Epigenetic Mutations Accumulate with Age, with Uncertain Consequences
Epigenetic markers, such as methylation, determine the production rates of specific proteins in a cell. These epigenetic decorations to DNA change constantly, but many changes are characteristic of aging, which has led to the generation of epigenetic clocks in recent years. Epigenetic mutations are distinct from these changes, being effectively a form of stochastic damage in which methylation is inappropriately applied to a given location in the genome. Does this cause significant issues in aging? That is an open question, and can be considered in a similar way to the question of the effects of mutation to nuclear DNA. In most cases, random methylation won't have much of an effect, as it occurs in a cell that will not replicate extensively, or changes expression of a gene that isn't all that important in the tissue in question. When an epigenetic mutation occurs in stem cells or progenitor cells, it may manage to spread widely in a tissue, however.

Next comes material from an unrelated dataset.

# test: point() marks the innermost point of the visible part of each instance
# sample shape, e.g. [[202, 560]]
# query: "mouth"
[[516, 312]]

Epigenetic processes, among which DNA methylation is one of the most well studied, are fundamental in human aging. Studies on DNA methylation have identified age-associated changes in methylation levels shared by individuals, and have also reported an increasing divergence of methylation levels between individuals with age. While the role of DNA methylation in aging has been widely studied, epigenetic mutations, here defined as aberrant methylation levels compared to the distribution in a population, are less understood.

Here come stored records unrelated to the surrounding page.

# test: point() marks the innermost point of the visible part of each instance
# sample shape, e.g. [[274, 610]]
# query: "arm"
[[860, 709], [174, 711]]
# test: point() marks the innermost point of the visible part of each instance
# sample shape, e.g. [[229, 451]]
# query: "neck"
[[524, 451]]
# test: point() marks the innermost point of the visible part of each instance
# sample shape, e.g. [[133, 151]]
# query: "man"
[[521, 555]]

Epigenetic mutations may be involved in cancer development and important for human aging. Unlike age-associated changes in methylation levels that are shared among individuals, the incidences of epigenetic mutations are rare, stochastic, and inconsistent between individuals. Recently, emerging studies on methylation variability have also identified differentially varied CpG sites associated with cancer field defects. Epigenetic mutations can partly explain the increasing variability of methylation levels between individuals over time, but conversely, highly varied methylation sites do not necessarily contain extreme outliers. The extreme methylation levels may concur stronger biological consequences, such as cancer.

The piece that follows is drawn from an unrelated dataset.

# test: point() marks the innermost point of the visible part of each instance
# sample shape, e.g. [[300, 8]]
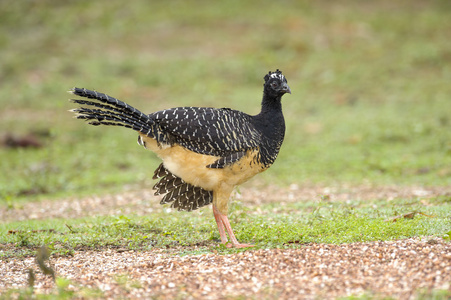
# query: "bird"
[[206, 152]]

However, the study on epigenetic mutations and aging was based on a cross-sectional study, it needs to be validated in a longitudinal setting, where the accumulation of epigenetic mutations over time can be followed within the same individuals. It is not yet known what the clinical consequences of accumulated epigenetic mutations are, and if individuals with a high burden of epigenetic mutations are prone to develop cancer as previously suggested.
In this study, we analyzed age-related accumulation of epigenetic mutations from a longitudinal perspective in old Swedish twins, using 994 blood samples collected at up to five time points from 375 individuals in old ages. Apart from being exponentially associated with age, epigenetic mutations were also associated with sex, CD19+ B cell count, genetic background, cancer incidence, and technical factors. We showed once mutations are established, they are stable over time. Furthermore, epigenetic mutations are enriched in important regulatory sites, e.g., promoter regions of genes involved in histone modification processes, which could potentially be an explanation to why people who develop cancer have more epigenetic mutations than others do.
We further classified epigenetic mutations into High/Low Methylation Outliers (HMO/LMO) according to their changes in methylation. We also found that biological factors, including B cell compositions and genetic factors, were more strongly associated with frequent HMOs than LMOs, while frequent LMOs were more influenced by technical factors. Moreover, cancer diagnosis was significantly associated with the increase of epigenetic mutations, especially among frequent HMOs, while the same was not true for LMOs. Furthermore, we concluded that the age-related accumulation of epigenetic mutations was not related to genetic factors, hence is driven by stochastic or environmental effects.